My version is not as elegant, but seems to be functional.

I have yet to perfect the design. The geometry of this simple lever is actually quite complex, as I have discovered. Even a 1mm variation in the distance between the fulcrum and the linkage on the arm can make a considerable difference to how it performs. 

However, I am pressing on with my experiments and will report back via the blog when I feel I have perfected my design.
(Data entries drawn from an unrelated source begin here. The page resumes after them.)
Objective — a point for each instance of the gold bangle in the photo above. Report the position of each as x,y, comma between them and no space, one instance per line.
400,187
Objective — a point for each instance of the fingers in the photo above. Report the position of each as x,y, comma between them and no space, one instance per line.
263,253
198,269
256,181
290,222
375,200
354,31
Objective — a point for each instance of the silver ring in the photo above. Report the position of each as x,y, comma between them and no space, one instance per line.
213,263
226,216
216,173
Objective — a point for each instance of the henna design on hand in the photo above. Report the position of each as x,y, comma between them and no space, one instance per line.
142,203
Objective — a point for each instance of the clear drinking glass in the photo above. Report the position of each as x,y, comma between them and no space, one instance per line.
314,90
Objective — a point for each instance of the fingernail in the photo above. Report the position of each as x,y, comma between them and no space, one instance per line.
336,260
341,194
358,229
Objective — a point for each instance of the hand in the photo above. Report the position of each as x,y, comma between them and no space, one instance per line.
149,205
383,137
The only progress I have made in this area has been to properly site the water tower at Peckforton Station (see How I constructed a water tower) and add a filler pipe for locos.

Rolling stock

Closed vans

Having bashed an LGB US Style box car into something more appropriate for a UK based narrow gauge railway (see How I bashed a US Style box car), I happened to come across an advert for box cars produced by Newqida. These seemed very reasonably priced (under £20 new) and so I decided to explore their potential.

Although the original is quite large for normal UK narrow gauge purposes  .........

....... I found that the judicious use of a razor-saw and craft-knife resulted in something which was passable for deployment on my railway.

The kind donation of a body-shell from a fellow modeller, when bashed and mounted on an HLW chassis, resulted in another similar van.

For more information see - How I bashed a Newqida van

Open wagons

Buoyed by the success of these tow bashes, I turned my attention to a couple of US style gondolas which has been languishing on my shelves for around ten years. As can be seen, like the Newqida vans, they are somewhat over-sized for my railway.

These two wagons have now been heavily modified and look far more appropriate for duties on the PLR.

For more information see - How I converted two cheap US style gondolas into open wagons

New couplings

I am steadily plodding away with replacing all the LGB style chunky plastic couplings on my rolling stock with finer handmade alternatives. Some of the locos have had to have much larger buffers installed to allow for the overhang of their buffer beams when propelling stock through small radius pointwork .......

..... I have also mounted buffers on swivelling arms on the coaching stock, for similar reasons.

I will write-up the design and installation process for the couplings when I have finished installing them and had an opportunity to give them a thorough testing.

Operation and control

Although I am no longer running RC Trains, I try to keep abreast of new developments with radio control systems and Deltang in particular. The introduction of a new version of the ever popular Deltang Rx65 receiver and the introduction of the new, higher power Rx66 receiver provided me with an opportunity to test-drive each of them.

The new Deltang Rx65c receiver is slightly smaller than the Rx65b and has fewer output pads, but it embodies all the features of the previous version and aims to be even more reliable.

I have installed one into one of my locos and test-run it and, so far, all seems well. I will give it a more through testing and report back.

The new Rx66 is a much chunkier beast but is designed to handle much higher currents than the Rx65c (up to 6A).

I've bench-tested this receiver and it seems fine. I will install this in a loco later and report back.


I have just noticed that the tally of visitors to my blog has now exceeded half a million since I started logging hits in 2010! Many thanks to all those who have shown an interest in my humble mutterances over the years.